Он внимательно слушал. Потом, когда я был уверен, что он собирается отстаивать свою точку зрения, он вдруг согласился. Он сказал что условия, в которых живут индейцы яки, действительно катастрофичны. Но тут же добавил, что бесполезно особо выделять условия жизни индейцев яки, поскольку человек вообще живет в ужасающих условиях.

– Так что не стоит жалеть бедненьких индейцев яки, – сказал он. – Пожалей тогда уж все человечество. А что касается индейцев яки, то им в известном смысле даже повезло. Их угнетают, и благодаря этому некоторые из них имеют возможность в конце концов оказаться победителями.
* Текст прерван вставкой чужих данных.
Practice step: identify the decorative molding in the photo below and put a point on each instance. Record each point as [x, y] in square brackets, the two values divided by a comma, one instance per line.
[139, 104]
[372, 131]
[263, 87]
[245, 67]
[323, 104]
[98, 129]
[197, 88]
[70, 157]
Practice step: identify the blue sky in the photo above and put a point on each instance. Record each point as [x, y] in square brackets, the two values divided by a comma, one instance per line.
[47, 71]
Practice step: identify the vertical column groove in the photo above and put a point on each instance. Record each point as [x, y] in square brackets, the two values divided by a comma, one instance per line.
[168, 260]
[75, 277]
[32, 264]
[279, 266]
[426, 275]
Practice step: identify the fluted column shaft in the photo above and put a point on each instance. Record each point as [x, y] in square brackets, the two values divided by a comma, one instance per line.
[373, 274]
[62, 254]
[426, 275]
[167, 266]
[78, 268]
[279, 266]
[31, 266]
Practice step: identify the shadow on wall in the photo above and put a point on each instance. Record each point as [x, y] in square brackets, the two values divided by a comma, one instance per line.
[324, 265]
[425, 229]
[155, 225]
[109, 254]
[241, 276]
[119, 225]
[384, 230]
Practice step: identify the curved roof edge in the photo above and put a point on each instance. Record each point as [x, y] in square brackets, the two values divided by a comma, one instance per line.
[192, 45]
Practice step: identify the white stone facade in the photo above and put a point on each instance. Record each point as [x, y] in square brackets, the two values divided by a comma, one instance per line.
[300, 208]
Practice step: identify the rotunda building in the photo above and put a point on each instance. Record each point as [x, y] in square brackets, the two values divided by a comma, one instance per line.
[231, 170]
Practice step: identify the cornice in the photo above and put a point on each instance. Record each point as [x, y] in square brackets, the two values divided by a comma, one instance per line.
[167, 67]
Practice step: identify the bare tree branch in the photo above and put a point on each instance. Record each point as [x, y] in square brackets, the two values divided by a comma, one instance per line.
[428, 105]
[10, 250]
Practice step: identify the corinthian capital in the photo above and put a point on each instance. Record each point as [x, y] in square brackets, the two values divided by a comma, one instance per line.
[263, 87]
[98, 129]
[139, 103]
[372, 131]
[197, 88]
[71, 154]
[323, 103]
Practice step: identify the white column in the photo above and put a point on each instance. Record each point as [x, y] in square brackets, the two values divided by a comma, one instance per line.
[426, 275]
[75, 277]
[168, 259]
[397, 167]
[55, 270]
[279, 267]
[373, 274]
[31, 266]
А угнетатели – мелкие тираны, пожирающие их свободу – те не имеют, к дьяволу, ни единого шанса.

Я немедленно разразился потоком политических лозунгов. Я вообще не понял его точку зрения. Он еще раз попытался объяснить мне понятие мелкого тирана, но тогда эта идея как-то прошла мимо моего понимания. И только теперь все стало на свои места.

– Ничто еще не стало на свои места, – сказал дон Хуан, смеясь над тем, что я ему рассказал. – Ибо завтра, вернувшись в нормальное состояние осознания, ты даже и не вспомнишь о том, что сейчас осознал.

Я был глубоко подавлен. Я знал, что он прав.

– С тобой произойдет то, что в свое время произошло со мной, – продолжал дон Хуан. – Мой бенефактор – нагваль Хулиан – заставил меня осознать то, что ты осознал относительно мелких тиранов, когда я находился в состоянии повышенного осознания. И в итоге, когда в повседневной жизни отношение мое ко всему начало изменяться, я не отдавал себе отчета, почему это происходит.

Меня всю жизнь кто-нибудь угнетал, поэтому я был воистину зол на своих угнетателей. Можешь себе представить мое удивление, когда я вдруг обнаружил, что ищу компании мелких тиранов. Я думал, что потерял рассудок.

Мы подошли к месту, где сбоку от дороги были большие валуны, наполовину засыпанные давним оползнем. Дон Хуан направился к ним и опустился на плоский камень. Мне он сделал знак сесть напротив. Затем без дальнейших предисловий он приступил к объяснению искусства овладения осознанием.

Он объяснил, что существует ряд истин, касающихся осознания, открытых видящими – как древними, так и новыми. Для облегчения усвоения эти истины были сформулированы в определенной последовательности.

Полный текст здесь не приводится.